There was a great faith also in the father's heart--he believed that Jesus could save his child's life. He seems not to have thought, however, that even the Master, with all His power, could do anything without journeying all the way to his home. He thought the Healer's presence necessary to the putting forth of His power. So he insisted on having Jesus go with him to his home, where his child lay dying.
Jesus recognized the father's faith and assured him at once that his child would recover. "You may go. Your son will live." More than twenty miles off the sick boy lay--but the power of Jesus healed him there just as easily as if He had been at the bedside. The word of power flew through the air all that long distance like an electric flash, and on his couch of pain, the suffering child suddenly felt a thrill of health. A moment later, and the fever was entirely gone and the child was altogether well. This miracle should have much comfort for us. We cannot now bring Christ in bodily presence to the room where our loved one is lying--but we can pray to Him, and He can heal our friend just as easily from His heavenly home--as if He were present where he lies. We can also ask God to bless our friend twenty miles away from us, or a thousand miles away--and He can do it just as easily as if the friend were close by our side when we pray.

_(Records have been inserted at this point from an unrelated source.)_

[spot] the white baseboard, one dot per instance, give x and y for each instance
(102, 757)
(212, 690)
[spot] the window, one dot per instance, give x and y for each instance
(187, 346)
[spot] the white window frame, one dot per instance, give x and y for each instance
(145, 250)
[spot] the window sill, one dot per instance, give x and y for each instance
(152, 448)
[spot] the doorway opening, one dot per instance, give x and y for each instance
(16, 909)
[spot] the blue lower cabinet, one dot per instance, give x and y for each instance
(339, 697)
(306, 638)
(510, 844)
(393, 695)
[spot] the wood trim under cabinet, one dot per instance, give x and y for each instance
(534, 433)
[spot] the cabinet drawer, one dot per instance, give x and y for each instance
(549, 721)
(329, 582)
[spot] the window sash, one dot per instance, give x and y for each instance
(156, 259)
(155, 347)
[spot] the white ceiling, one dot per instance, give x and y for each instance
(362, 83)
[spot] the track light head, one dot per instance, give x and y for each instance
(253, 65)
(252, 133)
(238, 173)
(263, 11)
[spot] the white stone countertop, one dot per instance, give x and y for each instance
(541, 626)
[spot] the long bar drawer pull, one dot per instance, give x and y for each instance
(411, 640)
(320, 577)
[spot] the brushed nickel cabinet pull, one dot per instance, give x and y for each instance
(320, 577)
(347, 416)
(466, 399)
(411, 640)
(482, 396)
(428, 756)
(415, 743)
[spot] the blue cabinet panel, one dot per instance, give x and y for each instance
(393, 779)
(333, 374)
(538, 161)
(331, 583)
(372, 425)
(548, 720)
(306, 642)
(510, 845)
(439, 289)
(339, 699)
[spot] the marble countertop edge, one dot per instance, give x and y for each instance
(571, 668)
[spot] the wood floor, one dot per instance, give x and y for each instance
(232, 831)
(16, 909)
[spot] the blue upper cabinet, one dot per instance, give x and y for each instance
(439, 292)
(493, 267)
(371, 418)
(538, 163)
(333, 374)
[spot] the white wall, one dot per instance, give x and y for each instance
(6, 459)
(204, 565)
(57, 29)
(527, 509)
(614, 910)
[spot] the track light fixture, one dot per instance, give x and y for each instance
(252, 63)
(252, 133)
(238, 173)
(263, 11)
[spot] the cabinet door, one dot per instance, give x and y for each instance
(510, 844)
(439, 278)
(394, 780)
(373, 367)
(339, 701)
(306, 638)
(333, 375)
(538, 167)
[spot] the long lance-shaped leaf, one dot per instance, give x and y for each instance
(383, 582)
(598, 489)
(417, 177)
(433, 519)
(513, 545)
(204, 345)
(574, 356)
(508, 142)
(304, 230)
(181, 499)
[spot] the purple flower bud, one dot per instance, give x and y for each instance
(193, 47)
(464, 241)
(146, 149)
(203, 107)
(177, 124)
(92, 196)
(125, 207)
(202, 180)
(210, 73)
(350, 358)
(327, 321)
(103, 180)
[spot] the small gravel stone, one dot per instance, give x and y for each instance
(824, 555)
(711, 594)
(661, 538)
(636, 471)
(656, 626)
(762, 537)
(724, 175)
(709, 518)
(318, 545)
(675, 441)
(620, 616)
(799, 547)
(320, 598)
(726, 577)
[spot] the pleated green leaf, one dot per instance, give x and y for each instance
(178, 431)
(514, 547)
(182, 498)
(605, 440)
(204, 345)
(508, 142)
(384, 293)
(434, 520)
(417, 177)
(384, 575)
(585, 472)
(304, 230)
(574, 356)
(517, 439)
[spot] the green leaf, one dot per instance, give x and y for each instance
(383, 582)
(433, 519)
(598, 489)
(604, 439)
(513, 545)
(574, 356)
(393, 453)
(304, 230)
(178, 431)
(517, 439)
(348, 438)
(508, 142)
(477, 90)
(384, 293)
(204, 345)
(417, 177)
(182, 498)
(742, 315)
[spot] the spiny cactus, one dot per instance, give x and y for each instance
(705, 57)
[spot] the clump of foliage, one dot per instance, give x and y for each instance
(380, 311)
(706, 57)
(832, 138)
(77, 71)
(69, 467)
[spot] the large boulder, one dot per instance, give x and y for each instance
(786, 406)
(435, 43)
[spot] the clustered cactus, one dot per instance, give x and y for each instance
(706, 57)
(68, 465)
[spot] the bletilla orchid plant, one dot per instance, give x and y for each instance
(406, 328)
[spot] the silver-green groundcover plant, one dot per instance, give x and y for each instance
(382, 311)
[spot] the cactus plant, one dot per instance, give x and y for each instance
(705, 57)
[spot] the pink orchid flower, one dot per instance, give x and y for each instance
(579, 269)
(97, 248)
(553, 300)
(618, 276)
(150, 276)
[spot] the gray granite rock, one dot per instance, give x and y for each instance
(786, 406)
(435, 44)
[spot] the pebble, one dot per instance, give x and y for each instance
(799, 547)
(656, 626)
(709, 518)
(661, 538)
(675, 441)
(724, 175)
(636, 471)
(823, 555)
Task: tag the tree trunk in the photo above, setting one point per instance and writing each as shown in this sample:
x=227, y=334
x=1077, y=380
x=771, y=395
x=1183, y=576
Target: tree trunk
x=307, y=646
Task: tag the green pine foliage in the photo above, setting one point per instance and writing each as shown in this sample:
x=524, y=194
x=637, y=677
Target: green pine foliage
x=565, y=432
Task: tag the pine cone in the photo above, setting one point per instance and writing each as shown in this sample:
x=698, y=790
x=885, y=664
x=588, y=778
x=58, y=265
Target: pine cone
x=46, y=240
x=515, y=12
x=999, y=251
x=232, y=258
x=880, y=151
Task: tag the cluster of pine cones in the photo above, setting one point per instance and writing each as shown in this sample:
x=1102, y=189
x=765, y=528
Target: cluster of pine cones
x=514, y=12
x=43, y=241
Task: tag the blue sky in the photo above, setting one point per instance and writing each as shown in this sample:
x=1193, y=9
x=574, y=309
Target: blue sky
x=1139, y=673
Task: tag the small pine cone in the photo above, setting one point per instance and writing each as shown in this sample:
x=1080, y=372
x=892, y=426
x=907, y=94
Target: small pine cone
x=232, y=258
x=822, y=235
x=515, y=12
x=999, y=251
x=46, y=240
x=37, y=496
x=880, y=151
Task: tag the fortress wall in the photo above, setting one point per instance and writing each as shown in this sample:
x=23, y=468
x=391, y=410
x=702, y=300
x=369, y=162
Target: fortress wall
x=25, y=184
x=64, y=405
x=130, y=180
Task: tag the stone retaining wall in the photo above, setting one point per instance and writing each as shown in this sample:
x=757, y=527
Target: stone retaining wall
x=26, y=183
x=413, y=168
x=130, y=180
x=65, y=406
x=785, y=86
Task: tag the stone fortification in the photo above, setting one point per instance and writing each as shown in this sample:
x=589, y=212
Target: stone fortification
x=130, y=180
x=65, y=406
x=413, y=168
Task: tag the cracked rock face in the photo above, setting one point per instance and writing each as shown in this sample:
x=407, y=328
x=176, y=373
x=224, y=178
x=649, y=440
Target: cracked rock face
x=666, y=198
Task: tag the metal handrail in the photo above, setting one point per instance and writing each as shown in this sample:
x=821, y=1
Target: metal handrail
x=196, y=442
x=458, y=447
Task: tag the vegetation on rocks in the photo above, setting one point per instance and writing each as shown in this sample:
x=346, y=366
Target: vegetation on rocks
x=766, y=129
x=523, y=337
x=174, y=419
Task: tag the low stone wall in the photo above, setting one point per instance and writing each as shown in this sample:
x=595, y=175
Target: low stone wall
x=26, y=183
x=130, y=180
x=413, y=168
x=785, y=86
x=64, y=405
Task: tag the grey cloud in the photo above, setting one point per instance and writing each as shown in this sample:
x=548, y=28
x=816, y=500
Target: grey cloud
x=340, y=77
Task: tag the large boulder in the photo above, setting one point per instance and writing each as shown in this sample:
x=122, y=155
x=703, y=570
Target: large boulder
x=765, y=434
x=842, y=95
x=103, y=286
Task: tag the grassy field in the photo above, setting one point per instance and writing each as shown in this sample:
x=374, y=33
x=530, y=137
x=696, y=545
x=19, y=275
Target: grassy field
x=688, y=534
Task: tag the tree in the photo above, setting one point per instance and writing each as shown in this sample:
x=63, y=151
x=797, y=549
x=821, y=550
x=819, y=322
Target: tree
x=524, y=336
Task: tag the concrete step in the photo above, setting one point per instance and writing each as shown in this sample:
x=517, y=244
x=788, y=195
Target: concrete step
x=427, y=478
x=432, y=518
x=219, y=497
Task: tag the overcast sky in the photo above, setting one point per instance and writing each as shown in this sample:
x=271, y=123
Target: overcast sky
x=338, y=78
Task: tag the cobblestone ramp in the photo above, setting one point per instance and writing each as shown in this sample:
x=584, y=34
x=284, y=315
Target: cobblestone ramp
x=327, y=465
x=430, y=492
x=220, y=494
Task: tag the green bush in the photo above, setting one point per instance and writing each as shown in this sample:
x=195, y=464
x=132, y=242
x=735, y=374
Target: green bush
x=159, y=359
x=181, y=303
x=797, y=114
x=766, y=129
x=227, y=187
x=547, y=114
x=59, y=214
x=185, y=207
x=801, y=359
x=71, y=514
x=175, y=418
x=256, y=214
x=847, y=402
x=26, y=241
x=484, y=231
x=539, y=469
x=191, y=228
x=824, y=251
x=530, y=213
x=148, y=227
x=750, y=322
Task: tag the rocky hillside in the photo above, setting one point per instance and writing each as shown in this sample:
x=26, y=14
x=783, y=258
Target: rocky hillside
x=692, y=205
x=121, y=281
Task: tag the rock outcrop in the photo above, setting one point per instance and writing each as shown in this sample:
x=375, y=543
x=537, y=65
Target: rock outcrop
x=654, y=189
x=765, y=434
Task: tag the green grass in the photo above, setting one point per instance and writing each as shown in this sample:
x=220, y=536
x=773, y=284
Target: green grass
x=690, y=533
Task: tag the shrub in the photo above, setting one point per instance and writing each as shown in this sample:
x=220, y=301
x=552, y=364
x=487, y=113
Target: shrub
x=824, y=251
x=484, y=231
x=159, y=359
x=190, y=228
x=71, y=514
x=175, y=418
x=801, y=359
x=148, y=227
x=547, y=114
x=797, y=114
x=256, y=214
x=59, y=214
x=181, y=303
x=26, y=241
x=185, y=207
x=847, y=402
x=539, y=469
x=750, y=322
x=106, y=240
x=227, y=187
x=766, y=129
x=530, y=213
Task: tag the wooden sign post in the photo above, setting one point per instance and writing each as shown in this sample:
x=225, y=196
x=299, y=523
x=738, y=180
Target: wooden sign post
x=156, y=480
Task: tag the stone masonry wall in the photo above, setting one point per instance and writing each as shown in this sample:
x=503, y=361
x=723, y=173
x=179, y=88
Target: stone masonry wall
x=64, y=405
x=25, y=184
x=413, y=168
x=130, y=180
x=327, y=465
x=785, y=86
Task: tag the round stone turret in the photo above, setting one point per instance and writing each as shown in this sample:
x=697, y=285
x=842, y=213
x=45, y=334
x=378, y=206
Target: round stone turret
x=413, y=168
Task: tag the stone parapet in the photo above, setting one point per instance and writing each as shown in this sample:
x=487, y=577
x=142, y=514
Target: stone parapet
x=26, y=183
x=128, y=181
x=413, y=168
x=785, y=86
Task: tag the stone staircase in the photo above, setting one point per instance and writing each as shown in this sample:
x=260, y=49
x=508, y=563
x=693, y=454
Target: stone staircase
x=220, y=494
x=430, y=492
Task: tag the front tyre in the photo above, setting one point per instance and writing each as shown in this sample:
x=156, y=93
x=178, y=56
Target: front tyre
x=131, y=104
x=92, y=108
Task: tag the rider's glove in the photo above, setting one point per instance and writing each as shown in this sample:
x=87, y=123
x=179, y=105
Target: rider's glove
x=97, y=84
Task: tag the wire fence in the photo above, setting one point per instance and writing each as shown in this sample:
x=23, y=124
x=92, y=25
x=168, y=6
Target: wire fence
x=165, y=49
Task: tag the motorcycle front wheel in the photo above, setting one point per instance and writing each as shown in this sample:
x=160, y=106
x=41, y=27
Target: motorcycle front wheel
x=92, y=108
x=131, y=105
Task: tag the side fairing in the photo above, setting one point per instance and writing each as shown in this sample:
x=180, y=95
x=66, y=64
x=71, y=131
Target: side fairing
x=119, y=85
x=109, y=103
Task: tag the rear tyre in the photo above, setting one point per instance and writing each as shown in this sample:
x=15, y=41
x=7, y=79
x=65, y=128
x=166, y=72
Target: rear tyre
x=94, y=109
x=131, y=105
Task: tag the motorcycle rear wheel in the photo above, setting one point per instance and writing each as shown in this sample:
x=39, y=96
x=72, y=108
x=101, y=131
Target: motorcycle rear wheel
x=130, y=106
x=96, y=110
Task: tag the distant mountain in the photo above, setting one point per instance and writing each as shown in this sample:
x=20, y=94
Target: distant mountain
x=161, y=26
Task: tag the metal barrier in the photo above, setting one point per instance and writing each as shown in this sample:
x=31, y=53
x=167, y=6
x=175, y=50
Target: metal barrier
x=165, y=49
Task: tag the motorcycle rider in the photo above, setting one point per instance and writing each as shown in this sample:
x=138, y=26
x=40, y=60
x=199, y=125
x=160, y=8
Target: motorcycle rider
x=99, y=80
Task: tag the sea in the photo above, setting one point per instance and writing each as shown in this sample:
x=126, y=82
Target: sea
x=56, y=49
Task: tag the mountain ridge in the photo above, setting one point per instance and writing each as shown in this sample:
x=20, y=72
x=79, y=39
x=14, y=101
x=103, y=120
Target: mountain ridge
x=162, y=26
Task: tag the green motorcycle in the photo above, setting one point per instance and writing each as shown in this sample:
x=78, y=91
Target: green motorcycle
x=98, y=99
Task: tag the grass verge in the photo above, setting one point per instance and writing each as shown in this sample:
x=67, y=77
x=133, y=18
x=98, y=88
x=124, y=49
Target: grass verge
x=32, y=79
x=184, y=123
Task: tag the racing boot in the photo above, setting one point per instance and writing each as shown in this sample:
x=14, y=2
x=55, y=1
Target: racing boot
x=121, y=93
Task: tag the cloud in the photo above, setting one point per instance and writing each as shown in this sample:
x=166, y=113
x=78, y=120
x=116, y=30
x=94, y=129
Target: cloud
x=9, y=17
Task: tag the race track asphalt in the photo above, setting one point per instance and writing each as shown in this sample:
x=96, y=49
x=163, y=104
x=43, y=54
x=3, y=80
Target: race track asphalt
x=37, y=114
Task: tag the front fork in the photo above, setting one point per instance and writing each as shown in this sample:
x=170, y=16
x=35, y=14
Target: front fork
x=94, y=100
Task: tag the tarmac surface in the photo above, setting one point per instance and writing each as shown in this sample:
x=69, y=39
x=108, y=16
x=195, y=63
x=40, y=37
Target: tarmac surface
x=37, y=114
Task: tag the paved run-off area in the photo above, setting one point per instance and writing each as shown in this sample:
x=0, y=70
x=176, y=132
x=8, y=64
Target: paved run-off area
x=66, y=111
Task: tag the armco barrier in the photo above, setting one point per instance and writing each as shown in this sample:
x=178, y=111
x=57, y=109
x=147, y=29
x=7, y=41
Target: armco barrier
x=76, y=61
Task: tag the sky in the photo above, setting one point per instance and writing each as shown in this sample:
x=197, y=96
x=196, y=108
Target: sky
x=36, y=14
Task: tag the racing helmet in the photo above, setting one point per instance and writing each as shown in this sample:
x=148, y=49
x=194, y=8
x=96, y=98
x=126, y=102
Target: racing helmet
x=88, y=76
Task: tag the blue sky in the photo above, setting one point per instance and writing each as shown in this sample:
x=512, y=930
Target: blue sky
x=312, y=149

The father hastened home, and on the way learned that his request had been granted. "While he was still on the way, his servants met him with the news that his boy was living." Ever after that day, when he looked upon this child, the father would remember that his boy's spared life, was an answer to a prayer. The child would always know, too, that he was living in the world--because his father had thought about him one day when he was very sick, and had gone all the way to Cana to speak to Jesus on his behalf. Children do not know how many blessings they are enjoying, because their parents, teachers, pastors, and other friends have gone on errands to Christ for them, in the days of their need.
The manner of the answer to this nobleman's prayer made a deep impression on the father. He compared the time and learned that the beginning of the child's recovery, was at the very moment when Jesus had said that the boy would live. He believed before--now his faith was confirmed. He found it just as the Master had said it would be. There were many other cases in which the words of Jesus were put to the test at once--and proved to be exactly true. He told the woman of Samaria all about her past life. He told Peter that the coin would be in the fish's mouth with which to pay the temple tax. He told the disciples they would find a colt tied, and rehearsed the conversation that would take place with the owner--and it all came out just as He said it would. He told the disciples, again, that they would meet a man bearing a pitcher of water, who would conduct them to the guest room; and the words came true.
From these illustrations in common life, we learn that every word of Christ will be found to be true. He promised salvation and eternal life to those who will believe on Him, and everyone who believes and commits his life to Him--will find this promise fulfilled. He said that in His Father's house are many mansions, and that He will come again, to receive to Himself each believer; we shall find this word true. When we pass into the valley of the shadows, we shall find ourselves in the personal care of Christ, and shall be led by Him home, to enter the mansion which He has been preparing for us.